On April 1, 2024, the U.S. Department of Labor’s Occupational Safety and Health Administration issued its Worker Walkaround Representative Designation Process final rule. This rule allows two or more employees to authorize a third-party representative, such as an outside union representative or community organizer, to accompany an OSHA safety inspector into nonunion workplaces during site inspections. The final rule is effective on May 31.

Now, construction employees and employers could face serious safety concerns because the final rule has the potential to allow anyone onto a jobsite. There simply is no business case for this final rule and no benefit during a compliance inspection.

By allowing outside union agents access to nonunion employers’ private property, OSHA is injecting itself into labor-management disputes and casting doubt on its status as a neutral enforcer of the law. This final rule adversely impacts employers’ rights while ignoring the rights of the majority of employees who have not authorized a union to represent them.

OSHA’s rule also poses an unnecessary risk to the individual joining the inspection and others on the jobsite if the authorized person is not trained to walk a construction jobsite safely. The rule does not include any requirement that the authorized person be equipped or conduct themselves to the same standards as OSHA safety inspectors.

Further, the final rule fails to answer who is legally responsible if the third party gets injured during the inspection or harms someone else.

To learn more on the final rule, see ABC’s Newsline and press release, and ABC general counsel Littler Mendelson’s publication.

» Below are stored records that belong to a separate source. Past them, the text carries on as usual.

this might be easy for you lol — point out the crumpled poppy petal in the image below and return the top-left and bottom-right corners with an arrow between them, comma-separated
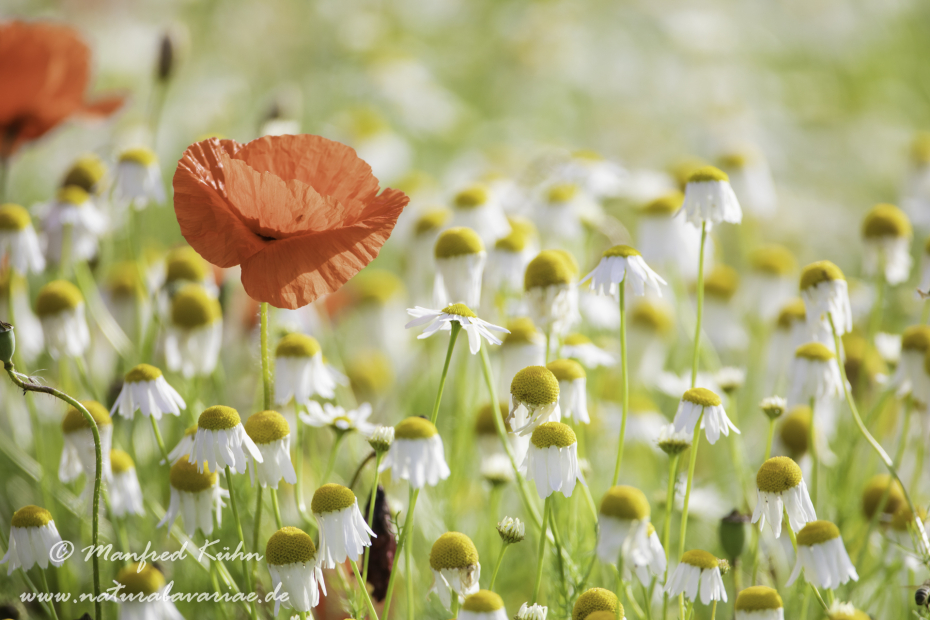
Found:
234,134 -> 380,221
239,188 -> 409,308
173,138 -> 270,268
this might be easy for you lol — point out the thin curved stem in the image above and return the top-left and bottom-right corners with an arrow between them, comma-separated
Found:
362,453 -> 384,588
763,418 -> 776,461
251,486 -> 264,569
150,416 -> 169,463
351,559 -> 380,620
39,568 -> 61,620
489,542 -> 510,591
383,486 -> 420,618
808,396 -> 819,509
660,454 -> 679,620
677,418 -> 703,559
612,280 -> 628,486
322,430 -> 346,483
430,323 -> 461,425
224,466 -> 258,620
270,488 -> 283,528
532,497 -> 552,603
260,302 -> 273,409
690,222 -> 708,389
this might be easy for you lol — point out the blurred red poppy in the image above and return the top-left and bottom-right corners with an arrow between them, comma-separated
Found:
173,134 -> 410,309
0,20 -> 124,158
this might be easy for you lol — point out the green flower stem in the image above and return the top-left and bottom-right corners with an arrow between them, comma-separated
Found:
251,486 -> 263,570
489,541 -> 511,591
260,302 -> 273,409
38,568 -> 61,620
763,418 -> 776,461
660,454 -> 679,620
405,538 -> 415,620
292,401 -> 314,529
828,312 -> 930,558
270,488 -> 283,528
430,322 -> 461,425
322,430 -> 347,483
808,396 -> 819,509
922,298 -> 930,324
450,592 -> 460,618
690,222 -> 708,389
224,465 -> 258,620
382,486 -> 420,618
532,496 -> 552,603
641,582 -> 654,620
73,355 -> 98,401
710,600 -> 717,620
362,452 -> 385,588
150,416 -> 169,463
612,279 -> 628,486
350,559 -> 380,620
677,416 -> 703,559
59,223 -> 72,279
4,362 -> 102,620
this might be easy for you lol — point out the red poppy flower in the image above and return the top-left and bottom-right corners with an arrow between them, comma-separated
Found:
173,134 -> 410,309
0,20 -> 125,158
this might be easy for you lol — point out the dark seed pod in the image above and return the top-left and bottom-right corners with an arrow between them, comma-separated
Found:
364,485 -> 396,601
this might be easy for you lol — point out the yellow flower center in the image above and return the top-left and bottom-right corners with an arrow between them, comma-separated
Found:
57,185 -> 90,206
0,203 -> 32,231
687,166 -> 729,184
564,332 -> 591,346
719,151 -> 751,169
119,147 -> 158,167
265,527 -> 317,565
166,246 -> 209,284
912,132 -> 930,164
902,325 -> 930,352
62,401 -> 112,433
600,485 -> 650,520
547,183 -> 578,203
508,215 -> 537,239
524,250 -> 574,290
62,155 -> 106,193
572,588 -> 619,620
110,449 -> 135,474
530,421 -> 576,449
475,403 -> 510,435
780,406 -> 812,456
800,261 -> 845,290
347,351 -> 393,394
511,366 -> 560,406
198,406 -> 241,431
504,318 -> 540,344
494,230 -> 528,252
11,505 -> 53,528
107,262 -> 145,299
125,363 -> 163,383
862,203 -> 911,239
116,563 -> 165,596
170,457 -> 217,493
244,410 -> 290,444
434,227 -> 485,258
276,333 -> 321,358
796,520 -> 840,547
547,358 -> 586,382
750,244 -> 797,276
682,387 -> 721,408
171,285 -> 221,328
756,456 -> 802,493
414,208 -> 450,236
442,303 -> 477,318
734,586 -> 783,611
395,417 -> 438,439
862,474 -> 905,518
429,531 -> 479,570
311,483 -> 356,514
631,300 -> 674,334
454,185 -> 490,209
642,191 -> 683,217
794,342 -> 835,361
350,269 -> 404,304
702,265 -> 739,300
462,590 -> 504,612
681,549 -> 718,570
603,245 -> 640,258
777,298 -> 806,329
36,280 -> 84,317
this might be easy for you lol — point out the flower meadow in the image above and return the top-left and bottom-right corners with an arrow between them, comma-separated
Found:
5,3 -> 930,620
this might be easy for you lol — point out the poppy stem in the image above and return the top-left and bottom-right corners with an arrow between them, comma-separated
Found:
260,302 -> 273,410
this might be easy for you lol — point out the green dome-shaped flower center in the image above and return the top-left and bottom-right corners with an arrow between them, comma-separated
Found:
166,247 -> 210,284
311,483 -> 356,514
494,230 -> 528,252
414,208 -> 450,236
687,166 -> 729,184
703,265 -> 739,300
62,401 -> 112,433
462,590 -> 504,612
276,333 -> 321,358
777,299 -> 806,329
430,532 -> 479,570
572,587 -> 619,620
198,405 -> 241,430
547,183 -> 578,203
119,147 -> 158,167
564,332 -> 591,346
57,185 -> 90,206
862,474 -> 905,518
511,366 -> 560,406
586,612 -> 622,620
170,457 -> 217,493
116,564 -> 165,596
245,410 -> 290,444
750,245 -> 797,276
719,151 -> 751,169
734,586 -> 783,611
266,526 -> 317,565
107,262 -> 145,299
800,261 -> 845,290
63,155 -> 106,192
794,342 -> 835,361
475,403 -> 510,435
125,363 -> 163,383
600,485 -> 650,520
454,185 -> 490,209
171,285 -> 221,328
442,303 -> 477,318
862,203 -> 911,239
524,251 -> 574,290
11,505 -> 52,528
780,406 -> 811,455
36,280 -> 84,316
503,318 -> 540,344
395,417 -> 438,439
110,449 -> 135,474
508,215 -> 537,239
547,359 -> 586,382
681,549 -> 718,570
350,269 -> 404,304
796,520 -> 840,547
435,227 -> 485,259
631,300 -> 674,334
902,325 -> 930,352
603,245 -> 640,258
0,203 -> 32,231
530,422 -> 577,449
756,456 -> 802,493
682,387 -> 721,408
642,191 -> 683,217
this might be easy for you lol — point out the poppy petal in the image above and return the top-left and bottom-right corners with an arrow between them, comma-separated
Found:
239,188 -> 409,308
173,138 -> 270,268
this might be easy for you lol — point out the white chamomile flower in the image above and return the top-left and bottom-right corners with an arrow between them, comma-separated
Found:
561,332 -> 616,367
546,359 -> 589,424
920,238 -> 930,295
433,227 -> 486,308
597,485 -> 666,585
409,208 -> 450,301
825,601 -> 869,620
109,450 -> 144,518
521,421 -> 584,499
508,365 -> 561,435
274,333 -> 339,404
459,590 -> 508,620
786,520 -> 859,589
515,602 -> 548,620
800,261 -> 852,335
560,149 -> 628,198
165,424 -> 198,465
112,563 -> 183,620
746,244 -> 797,322
788,342 -> 844,406
158,456 -> 228,537
311,483 -> 375,568
300,401 -> 376,437
524,250 -> 579,338
244,410 -> 297,489
582,244 -> 667,298
406,303 -> 508,354
449,184 -> 512,246
481,453 -> 515,486
638,191 -> 709,280
734,586 -> 784,620
672,387 -> 739,445
36,279 -> 90,359
752,457 -> 816,538
264,527 -> 326,616
891,325 -> 930,398
114,147 -> 166,210
534,182 -> 601,244
0,203 -> 45,274
189,406 -> 263,474
488,229 -> 536,295
164,284 -> 223,378
42,185 -> 108,265
861,203 -> 912,285
678,166 -> 742,228
429,532 -> 481,608
665,549 -> 728,605
111,363 -> 186,420
874,332 -> 901,366
1,505 -> 66,574
572,588 -> 624,620
60,401 -> 113,484
379,417 -> 450,488
718,149 -> 777,218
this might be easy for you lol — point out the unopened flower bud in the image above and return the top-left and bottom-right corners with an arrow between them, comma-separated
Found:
368,425 -> 394,454
657,423 -> 691,456
515,602 -> 547,620
760,396 -> 786,420
717,558 -> 731,575
497,516 -> 525,544
0,321 -> 14,364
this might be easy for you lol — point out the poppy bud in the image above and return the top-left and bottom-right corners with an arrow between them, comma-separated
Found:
719,509 -> 749,560
0,321 -> 15,365
156,31 -> 174,81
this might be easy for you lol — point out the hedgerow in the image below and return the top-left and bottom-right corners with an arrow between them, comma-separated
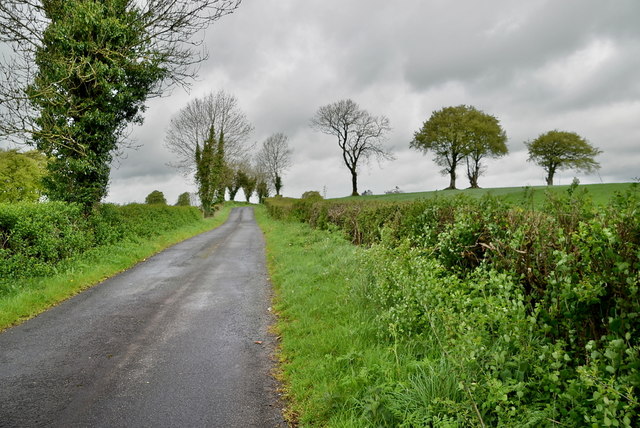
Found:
0,202 -> 202,293
265,183 -> 640,426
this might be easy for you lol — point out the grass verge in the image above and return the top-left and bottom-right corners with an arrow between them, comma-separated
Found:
0,205 -> 232,331
258,184 -> 640,426
256,206 -> 408,426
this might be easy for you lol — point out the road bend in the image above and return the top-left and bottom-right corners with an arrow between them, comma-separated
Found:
0,207 -> 286,427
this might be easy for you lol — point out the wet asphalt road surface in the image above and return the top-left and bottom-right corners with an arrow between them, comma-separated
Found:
0,207 -> 286,427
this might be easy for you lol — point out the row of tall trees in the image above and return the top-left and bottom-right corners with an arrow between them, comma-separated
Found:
164,90 -> 293,214
411,105 -> 601,188
0,0 -> 241,209
308,100 -> 601,192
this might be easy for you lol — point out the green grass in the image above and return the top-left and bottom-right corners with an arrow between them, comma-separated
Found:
338,182 -> 634,205
259,184 -> 640,426
256,206 -> 458,427
0,205 -> 232,331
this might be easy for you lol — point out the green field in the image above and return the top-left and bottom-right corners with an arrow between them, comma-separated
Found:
337,182 -> 635,205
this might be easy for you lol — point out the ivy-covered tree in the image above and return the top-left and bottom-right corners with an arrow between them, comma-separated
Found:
0,0 -> 241,208
195,127 -> 217,216
213,130 -> 226,204
164,90 -> 253,176
525,130 -> 601,185
256,180 -> 269,204
145,190 -> 167,205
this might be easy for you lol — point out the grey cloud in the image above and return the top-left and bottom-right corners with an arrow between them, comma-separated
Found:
101,0 -> 640,202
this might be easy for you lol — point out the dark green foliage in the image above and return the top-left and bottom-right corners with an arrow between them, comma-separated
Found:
29,0 -> 166,208
175,192 -> 191,206
238,170 -> 256,202
226,169 -> 242,201
0,202 -> 202,295
525,130 -> 601,185
256,180 -> 269,204
195,126 -> 226,216
265,183 -> 640,425
145,190 -> 167,205
214,131 -> 226,204
274,175 -> 283,196
411,105 -> 508,189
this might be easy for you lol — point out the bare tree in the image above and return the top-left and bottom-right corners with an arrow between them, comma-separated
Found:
310,99 -> 393,196
0,0 -> 242,145
164,90 -> 254,175
255,132 -> 292,196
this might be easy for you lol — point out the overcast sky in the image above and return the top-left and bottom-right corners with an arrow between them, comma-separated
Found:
107,0 -> 640,203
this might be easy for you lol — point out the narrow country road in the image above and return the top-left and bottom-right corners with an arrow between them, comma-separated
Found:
0,207 -> 286,427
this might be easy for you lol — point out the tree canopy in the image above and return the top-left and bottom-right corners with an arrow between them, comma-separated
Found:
0,0 -> 241,208
176,192 -> 191,206
310,99 -> 393,196
145,190 -> 167,205
525,130 -> 601,185
411,105 -> 507,189
0,148 -> 48,202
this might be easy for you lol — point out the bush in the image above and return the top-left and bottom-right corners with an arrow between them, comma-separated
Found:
267,183 -> 640,425
0,202 -> 203,294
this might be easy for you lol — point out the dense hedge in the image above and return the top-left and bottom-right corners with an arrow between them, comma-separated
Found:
0,202 -> 202,284
265,184 -> 640,425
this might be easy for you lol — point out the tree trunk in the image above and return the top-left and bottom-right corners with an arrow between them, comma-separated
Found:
446,168 -> 457,190
466,159 -> 480,188
351,170 -> 359,196
546,166 -> 555,185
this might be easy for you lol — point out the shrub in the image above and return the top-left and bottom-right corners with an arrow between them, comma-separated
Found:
0,202 -> 203,295
267,183 -> 640,425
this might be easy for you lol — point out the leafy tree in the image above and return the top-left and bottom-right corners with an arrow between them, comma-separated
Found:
213,130 -> 226,204
256,180 -> 269,204
145,190 -> 167,205
310,99 -> 393,196
238,169 -> 256,203
463,108 -> 508,188
226,167 -> 243,201
0,1 -> 241,208
0,148 -> 48,202
411,105 -> 506,190
525,130 -> 601,185
175,192 -> 191,206
195,126 -> 217,216
256,132 -> 292,196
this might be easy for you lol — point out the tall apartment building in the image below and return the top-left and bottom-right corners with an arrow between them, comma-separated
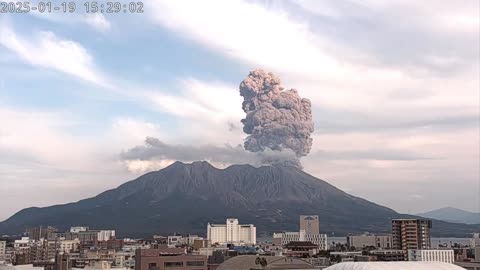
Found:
300,215 -> 320,234
135,248 -> 207,270
207,218 -> 256,245
392,219 -> 432,251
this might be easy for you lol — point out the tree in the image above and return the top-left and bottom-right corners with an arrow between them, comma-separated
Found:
255,257 -> 268,269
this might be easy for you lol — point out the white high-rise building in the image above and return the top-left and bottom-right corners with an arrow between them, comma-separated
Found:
207,218 -> 256,245
408,249 -> 455,264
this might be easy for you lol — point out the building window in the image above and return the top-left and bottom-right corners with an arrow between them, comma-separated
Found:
164,262 -> 183,267
148,263 -> 157,270
186,261 -> 205,266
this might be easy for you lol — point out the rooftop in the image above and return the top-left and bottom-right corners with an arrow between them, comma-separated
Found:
325,262 -> 464,270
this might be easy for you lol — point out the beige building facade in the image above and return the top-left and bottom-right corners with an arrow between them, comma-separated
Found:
207,218 -> 256,245
300,215 -> 320,234
347,235 -> 392,249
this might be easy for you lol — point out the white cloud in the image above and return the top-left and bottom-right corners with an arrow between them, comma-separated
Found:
0,24 -> 108,87
145,0 -> 478,117
26,3 -> 113,32
0,103 -> 173,220
85,14 -> 112,32
147,0 -> 345,79
149,79 -> 243,121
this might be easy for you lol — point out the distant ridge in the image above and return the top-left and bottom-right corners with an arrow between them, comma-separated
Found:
1,161 -> 479,237
417,207 -> 480,224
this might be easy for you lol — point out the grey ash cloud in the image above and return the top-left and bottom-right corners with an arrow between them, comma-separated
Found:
240,69 -> 314,166
122,69 -> 314,169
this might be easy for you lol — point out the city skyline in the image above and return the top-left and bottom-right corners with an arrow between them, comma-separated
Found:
0,0 -> 479,221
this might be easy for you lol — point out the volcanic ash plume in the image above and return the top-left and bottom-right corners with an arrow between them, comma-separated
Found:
239,69 -> 314,167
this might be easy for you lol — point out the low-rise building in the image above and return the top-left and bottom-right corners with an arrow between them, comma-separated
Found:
408,249 -> 454,264
167,235 -> 203,248
330,252 -> 362,262
0,264 -> 44,270
273,230 -> 328,251
347,235 -> 392,249
283,241 -> 319,257
0,241 -> 5,257
70,227 -> 89,233
14,238 -> 33,250
59,239 -> 80,253
135,248 -> 207,270
369,249 -> 405,261
455,261 -> 480,270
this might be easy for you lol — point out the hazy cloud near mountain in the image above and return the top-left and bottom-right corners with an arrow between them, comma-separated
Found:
121,137 -> 300,169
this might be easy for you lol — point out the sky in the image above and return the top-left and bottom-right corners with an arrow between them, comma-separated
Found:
0,0 -> 479,221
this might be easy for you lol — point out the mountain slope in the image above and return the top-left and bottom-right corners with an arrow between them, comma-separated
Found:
417,207 -> 480,224
1,161 -> 479,237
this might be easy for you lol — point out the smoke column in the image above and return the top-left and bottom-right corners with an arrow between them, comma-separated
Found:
239,69 -> 314,167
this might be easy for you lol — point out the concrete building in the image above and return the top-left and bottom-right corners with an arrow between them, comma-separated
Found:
300,215 -> 319,235
273,230 -> 328,251
14,238 -> 33,250
70,227 -> 89,233
347,235 -> 392,249
283,241 -> 319,257
273,215 -> 327,251
456,261 -> 480,270
475,246 -> 480,262
58,239 -> 80,253
167,235 -> 203,248
26,226 -> 57,241
55,252 -> 72,270
207,219 -> 256,245
392,219 -> 432,251
135,248 -> 207,270
369,250 -> 406,261
325,262 -> 465,270
97,231 -> 116,241
0,265 -> 44,270
0,241 -> 5,257
330,252 -> 363,262
472,233 -> 480,248
408,249 -> 455,264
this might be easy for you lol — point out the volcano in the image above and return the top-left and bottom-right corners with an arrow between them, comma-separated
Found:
1,161 -> 478,237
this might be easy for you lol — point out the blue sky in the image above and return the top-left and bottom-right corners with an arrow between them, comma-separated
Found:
0,0 -> 479,221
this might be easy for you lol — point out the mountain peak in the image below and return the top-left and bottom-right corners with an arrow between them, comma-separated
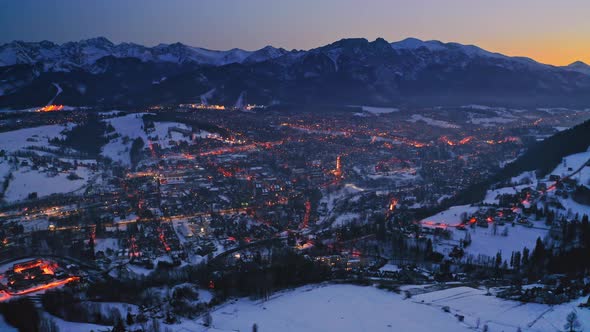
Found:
2,36 -> 590,108
390,37 -> 518,62
260,45 -> 278,51
329,38 -> 369,47
568,61 -> 589,67
243,45 -> 288,63
564,61 -> 590,75
168,42 -> 188,48
0,36 -> 572,73
38,40 -> 58,48
372,37 -> 392,50
79,37 -> 114,47
391,37 -> 446,51
320,37 -> 394,54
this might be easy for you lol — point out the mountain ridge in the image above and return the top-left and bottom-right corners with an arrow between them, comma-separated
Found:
563,61 -> 590,75
1,37 -> 589,109
0,37 -> 289,69
1,36 -> 584,70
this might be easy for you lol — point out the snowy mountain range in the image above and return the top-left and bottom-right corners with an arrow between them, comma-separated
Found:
0,37 -> 289,70
1,37 -> 589,108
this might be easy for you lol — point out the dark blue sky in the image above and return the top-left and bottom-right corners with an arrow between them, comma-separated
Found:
1,0 -> 588,65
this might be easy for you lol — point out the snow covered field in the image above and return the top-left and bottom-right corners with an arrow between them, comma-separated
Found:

On Nov. 13, 2023, ABC submitted comments urging OSHA to withdraw its Worker Walkaround Representative Designation Process proposed rule. Read ABC’s new release on the proposed rule. ABC also signed on to comments submitted by the Coalition for Workplace Safety and Construction Industry Safety Coalition.

On Sept. 26, 2023, ABC joined 40 Coalition for Workplace Safety members in sending a letter to the U.S. House Education and the Workforce Committee’s Subcommittee on Workforce Protections, calling out OSHA for its proposed rule and the politicization of the agency that the rulemaking exemplifies. Read CWS’s press release.

On Feb. 21, 2013, OSHA issued a letter of interpretation endorsing union representatives and other nonemployee third parties accompanying OSHA inspectors on walkaround inspections at nonunion workplaces, which ABC adamantly opposed, expressing serious concerns. OSHA eventually rescinded the letter of interpretation on April 25, 2017.

Desired Outcome

ABC is deeply concerned that the Biden administration has moved forward with a failed Obama-era initiative, which does nothing to promote workplace safety and will have a substantial negative impact on the rights of employers and their employees.

OSHA can have a bigger impact on jobsite safety by fostering positive partnerships with employers and promoting safety practices that produce results.